ADR-007: Working Memory Eviction Strategy¶
Status: Accepted
Date: 2025-10-25
Decision Makers: Dewayne VanHoozer, Claude (Anthropic)
Quick Summary¶
HTM implements a hybrid eviction strategy that prioritizes memories by both importance and recency, evicting low-importance older memories first when working memory reaches token capacity. Evicted memories are preserved in long-term storage, never deleted.
Why: Token limits are hard constraints, but eviction policy determines which context stays active. Hybrid approach balances preserving critical knowledge with maintaining temporal relevance.
Impact: Predictable eviction behavior with never-forget guarantees, at the cost of requiring meaningful importance scoring from users.
Context¶
Working memory is token-limited (default 128,000 tokens). When adding new memories that would exceed the token limit, HTM must decide which existing memories to evict.
Eviction Challenges¶
- Token limits: Hard constraint, cannot exceed working memory capacity
- Importance preservation: Critical memories should remain in working memory
- Recency: Recent context often more relevant than old context
- Fairness: Don't always evict the same types of memories
- Performance: Eviction should be fast (< 10ms)
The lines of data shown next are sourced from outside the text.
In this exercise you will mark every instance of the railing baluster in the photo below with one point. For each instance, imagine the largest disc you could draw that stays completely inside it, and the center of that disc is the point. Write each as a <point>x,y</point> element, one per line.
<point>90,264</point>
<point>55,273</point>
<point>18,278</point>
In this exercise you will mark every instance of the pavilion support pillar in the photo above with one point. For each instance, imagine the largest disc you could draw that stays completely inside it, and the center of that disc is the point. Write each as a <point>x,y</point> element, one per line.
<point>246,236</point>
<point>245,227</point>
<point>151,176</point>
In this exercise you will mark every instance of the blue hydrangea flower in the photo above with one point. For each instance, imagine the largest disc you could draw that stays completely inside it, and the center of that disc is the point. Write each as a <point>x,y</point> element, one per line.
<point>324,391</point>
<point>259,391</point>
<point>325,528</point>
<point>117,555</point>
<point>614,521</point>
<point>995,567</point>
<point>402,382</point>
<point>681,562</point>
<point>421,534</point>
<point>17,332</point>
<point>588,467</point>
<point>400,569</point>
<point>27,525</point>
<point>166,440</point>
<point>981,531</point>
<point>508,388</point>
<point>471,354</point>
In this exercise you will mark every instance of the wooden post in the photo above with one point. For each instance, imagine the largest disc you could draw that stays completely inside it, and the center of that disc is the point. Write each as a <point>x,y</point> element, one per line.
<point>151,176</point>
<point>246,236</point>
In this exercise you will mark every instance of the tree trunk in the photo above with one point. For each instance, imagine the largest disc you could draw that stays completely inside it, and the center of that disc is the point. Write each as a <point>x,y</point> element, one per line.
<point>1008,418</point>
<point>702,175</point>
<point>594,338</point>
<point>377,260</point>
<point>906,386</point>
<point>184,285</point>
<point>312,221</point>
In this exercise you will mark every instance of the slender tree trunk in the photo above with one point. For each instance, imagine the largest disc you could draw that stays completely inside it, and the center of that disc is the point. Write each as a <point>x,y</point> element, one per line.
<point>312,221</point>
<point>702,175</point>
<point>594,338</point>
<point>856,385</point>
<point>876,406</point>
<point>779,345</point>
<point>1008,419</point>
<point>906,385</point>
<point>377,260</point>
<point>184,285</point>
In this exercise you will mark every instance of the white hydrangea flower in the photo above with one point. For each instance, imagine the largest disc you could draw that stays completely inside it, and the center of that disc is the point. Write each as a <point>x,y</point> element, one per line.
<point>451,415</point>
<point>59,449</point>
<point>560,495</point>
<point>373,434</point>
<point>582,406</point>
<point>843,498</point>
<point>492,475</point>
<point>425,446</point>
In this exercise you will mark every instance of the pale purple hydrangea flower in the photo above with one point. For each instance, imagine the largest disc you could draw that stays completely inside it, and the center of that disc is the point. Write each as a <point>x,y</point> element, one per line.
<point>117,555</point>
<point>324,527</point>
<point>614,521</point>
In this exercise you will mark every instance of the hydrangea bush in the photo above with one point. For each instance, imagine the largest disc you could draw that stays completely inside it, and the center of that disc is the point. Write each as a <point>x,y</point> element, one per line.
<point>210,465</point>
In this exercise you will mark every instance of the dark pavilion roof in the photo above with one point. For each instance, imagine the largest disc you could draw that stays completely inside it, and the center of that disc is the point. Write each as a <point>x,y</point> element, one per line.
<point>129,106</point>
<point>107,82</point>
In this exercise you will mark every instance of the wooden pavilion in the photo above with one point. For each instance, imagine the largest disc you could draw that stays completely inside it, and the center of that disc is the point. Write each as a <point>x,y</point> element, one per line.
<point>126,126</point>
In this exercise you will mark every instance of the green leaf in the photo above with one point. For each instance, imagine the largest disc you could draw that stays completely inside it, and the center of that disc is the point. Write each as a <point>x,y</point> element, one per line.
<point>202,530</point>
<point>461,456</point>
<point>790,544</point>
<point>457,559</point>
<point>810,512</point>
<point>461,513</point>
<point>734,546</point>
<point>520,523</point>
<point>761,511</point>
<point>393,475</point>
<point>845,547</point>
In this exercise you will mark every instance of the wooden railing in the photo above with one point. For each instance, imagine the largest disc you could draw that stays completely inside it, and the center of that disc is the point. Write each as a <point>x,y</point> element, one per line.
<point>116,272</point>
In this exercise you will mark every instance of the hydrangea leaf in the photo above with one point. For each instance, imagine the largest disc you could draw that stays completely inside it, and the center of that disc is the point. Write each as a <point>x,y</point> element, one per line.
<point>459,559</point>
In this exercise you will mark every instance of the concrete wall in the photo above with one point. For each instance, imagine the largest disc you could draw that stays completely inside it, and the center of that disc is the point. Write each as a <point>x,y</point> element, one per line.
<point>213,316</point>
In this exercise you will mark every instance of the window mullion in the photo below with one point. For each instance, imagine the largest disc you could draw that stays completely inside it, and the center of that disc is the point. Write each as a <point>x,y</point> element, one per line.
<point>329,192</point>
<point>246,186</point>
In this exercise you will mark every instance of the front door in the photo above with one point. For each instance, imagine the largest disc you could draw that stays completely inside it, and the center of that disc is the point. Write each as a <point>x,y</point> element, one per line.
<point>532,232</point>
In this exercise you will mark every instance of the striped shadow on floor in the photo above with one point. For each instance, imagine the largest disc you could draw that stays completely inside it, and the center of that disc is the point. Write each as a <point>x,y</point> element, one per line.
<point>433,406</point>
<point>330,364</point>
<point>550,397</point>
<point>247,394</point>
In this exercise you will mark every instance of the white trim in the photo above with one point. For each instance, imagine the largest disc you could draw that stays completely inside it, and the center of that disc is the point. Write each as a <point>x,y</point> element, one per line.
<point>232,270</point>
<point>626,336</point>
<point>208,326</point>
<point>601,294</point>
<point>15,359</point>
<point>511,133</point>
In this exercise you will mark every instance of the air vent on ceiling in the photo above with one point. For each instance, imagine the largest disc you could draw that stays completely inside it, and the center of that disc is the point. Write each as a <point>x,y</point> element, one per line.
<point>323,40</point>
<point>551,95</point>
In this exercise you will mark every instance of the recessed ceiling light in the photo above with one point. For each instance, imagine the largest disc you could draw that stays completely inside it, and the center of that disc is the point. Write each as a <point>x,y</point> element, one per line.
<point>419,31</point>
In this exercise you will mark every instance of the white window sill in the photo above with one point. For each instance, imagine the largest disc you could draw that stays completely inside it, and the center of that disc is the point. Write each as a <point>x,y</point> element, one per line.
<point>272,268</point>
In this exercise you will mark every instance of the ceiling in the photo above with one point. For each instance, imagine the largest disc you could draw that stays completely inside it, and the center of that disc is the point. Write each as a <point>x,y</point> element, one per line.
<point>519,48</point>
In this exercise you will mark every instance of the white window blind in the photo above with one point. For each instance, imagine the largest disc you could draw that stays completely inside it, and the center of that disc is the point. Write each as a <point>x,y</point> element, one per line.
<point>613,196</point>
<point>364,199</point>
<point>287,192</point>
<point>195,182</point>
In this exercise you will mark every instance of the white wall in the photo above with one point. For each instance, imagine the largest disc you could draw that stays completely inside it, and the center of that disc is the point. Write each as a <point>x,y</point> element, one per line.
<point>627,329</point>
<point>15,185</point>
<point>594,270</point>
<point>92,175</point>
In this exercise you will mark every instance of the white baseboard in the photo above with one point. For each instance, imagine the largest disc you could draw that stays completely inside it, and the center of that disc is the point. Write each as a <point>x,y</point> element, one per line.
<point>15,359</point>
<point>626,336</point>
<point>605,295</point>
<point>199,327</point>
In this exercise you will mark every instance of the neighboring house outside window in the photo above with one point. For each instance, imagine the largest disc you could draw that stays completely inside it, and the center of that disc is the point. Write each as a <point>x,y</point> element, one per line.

- Never forget: Evicted memories must be preserved in long-term memory
Alternative Eviction Policies¶
- FIFO (First-In-First-Out): Evict oldest memories
- LRU (Least Recently Used): Evict least recently accessed
- LFU (Least Frequently Used): Evict least frequently accessed
- Random: Evict random memories
- Importance-only: Evict lowest importance first
- Hybrid: Combine importance and recency with scoring function
Decision¶
We will implement a hybrid eviction strategy that prioritizes memories by both importance and recency, evicting low-importance older memories first.
Eviction Algorithm¶
def evict_to_make_space(needed_tokens)
# Sort by [importance, -recency]
# Lower importance evicted first
# Within same importance, older memories evicted first
candidates = @nodes.sort_by do |key, node|
recency = Time.now - node[:added_at]
[node[:importance], -recency]
end
# Evict from front until enough space
evicted = []
tokens_freed = 0
candidates.each do |key, node|
break if tokens_freed >= needed_tokens
evicted << { key: key, value: node[:value] }
tokens_freed += node[:token_count]
@nodes.delete(key)
@access_order.delete(key)
end
evicted
end
Eviction Scoring¶
Primary sort: Importance (ascending)
- Importance 1.0 evicted before importance 5.0
- Importance 5.0 evicted before importance 10.0
Secondary sort: Recency (descending age)
- Within same importance, older memories evicted first
- Added 5 days ago evicted before added 1 hour ago
Never-Forget Guarantee¶
Critical Design Principle
Evicted memories are NOT deleted. They:
- Remain in long-term memory (PostgreSQL) permanently
- Can be recalled via
recall()when needed - Marked as
in_working_memory = FALSEin database - Automatically reloaded if recalled again
Rationale¶
Why Hybrid (Importance + Recency)?¶
Importance alone is insufficient:
- All memories might have same importance
- Old important memories eventually become stale
- Doesn't account for temporal relevance
Recency alone is insufficient:
- Critical information gets evicted just because it's old
- Architectural decisions disappear after time passes
- Loses important long-term context
Hybrid balances both:
- Low-importance recent memories evicted before high-importance old ones
- Within same importance, temporal relevance matters
- Preserves critical knowledge while making space for new context
Why This Sort Order?¶
This creates tiers:
- Tier 1 (evict first): Low importance, old
- Tier 2: Low importance, recent
- Tier 3: High importance, old
- Tier 4 (evict last): High importance, recent
Example eviction order:
importance: 1.0, age: 5 days → evicted first
importance: 1.0, age: 1 hour → evicted second
importance: 5.0, age: 5 days → evicted third
importance: 5.0, age: 1 hour → evicted fourth
importance: 10.0, age: 5 days → evicted fifth
importance: 10.0, age: 1 hour → kept (evict last)
Eviction Guarantees¶
Safety:
- Evicted memories preserved in long-term storage
- No data loss, only working memory removal
- Can be recalled when needed
Performance:
- Greedy eviction: stops as soon as enough space freed
- O(n log n) sorting (one-time cost)
- O(k) eviction where k = nodes evicted
- Typical eviction: < 10ms for 100-node working memory
Correctness:
- Always frees enough tokens (or evicts all nodes trying)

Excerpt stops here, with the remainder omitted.